The results are as follows
Avaliação da Equivalência
To perform the equivalence test, we perform a t-test with the following hypotheses:
$$H_0: m1-m2 \leq -d \quad \textrm{or} \quad m1-m2 \geq d$$
$$H_1: -d < m1-m2 < d$$
As quais podem ser escritas como:
$$H_{01}: m1-m2 \leq -d \qquad \textrm{and} \qquad H_{11}: m1-m2 \geq -d$$ $$H_{02}: m1-m2 \geq d \qquad \textrm{and} \qquad H_{12}: m1-m2 < d$$
Results
| Values | |
|---|---|
| Degrees of Freedom | 11.1581 |
| P-value | 0.4107 |
| Mean - A | 99.9078 |
| Mean - C | 100.8190 |
| Standard Deviation - A | 0.3991 |
| Standard Deviation - C | 1.1442 |
| Sample Size - A | 10 |
| Sample Size - C | 10 |
| Confidence Level | 0.9500 |
| Lower Limit | -1.5985 |
| Upper Limit | -0.2239 |
| Equivalence Margin | 1 |
| Test 1 Statistic - $H_{01}: m1-m2 \leq -d$ | 0.2316 |
| Test 2 Statistic - $H_{02}: m1-m2 \geq d$ | 4.9874 |
At a significance level of 0.05, we do not reject the null hypothesis, i.e. we conclude that the characteristics tested are not equivalent at a significance level of 5%.

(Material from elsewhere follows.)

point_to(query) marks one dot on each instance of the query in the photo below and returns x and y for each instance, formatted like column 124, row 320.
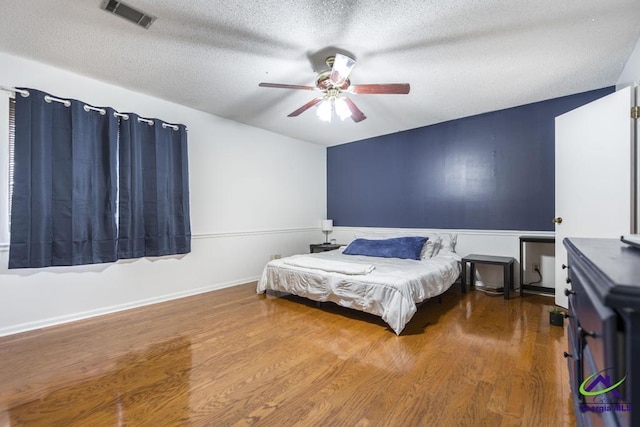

The results of the Variance Test are shown in the table.
| Sample | Group |
|---|---|
| 100.5449 | A |
| 99.6716 | A |
| 99.3292 | A |
| 100.0855 | A |
| 100.2163 | A |
| 100.0495 | A |
| 100.0238 | A |
| 99.2865 | A |
| 100.1467 | A |
| 99.7241 | A |
| 102.0206 | C |
| 101.0006 | C |
| 101.8330 | C |
| 101.7111 | C |
| 101.7244 | C |
| 98.6586 | C |
| 100.3181 | C |
| 100.9711 | C |
| 99.1699 | C |
| 100.7830 | C |
Test for Two Variances
| Values | |
|---|---|
| F Statistics | 0.121667 |
| Degrees of freedom (Numerator) | 9 |
| Degrees of freedom (Denominator) | 9 |
| P-Value | 0.00436814 |
| Standard Deviation - A | 0.3991091 |
| Standard Deviation - C | 1.144208 |
| Sample Size for A | 10 |
| Sample Size for C | 10 |
| Alternative Hypothesis Different from | 1 |
| Confidence Intervals for the Variances ratio | 95% |
| Lower Limit | 0.03022037 |
| Upper Limit | 0.4898308 |
Next, we present the graph containing the confidence interval and the margin of equivalence.
For a significance level of 0.05 we reject the null hypothesis, i.e. we conclude that the variances are statistically different.
With P-value > $\alpha$, the null hypothesis is not rejected. Thus, it is concluded that the laboratories are not equivalent at the significance level $\alpha$ = 5%.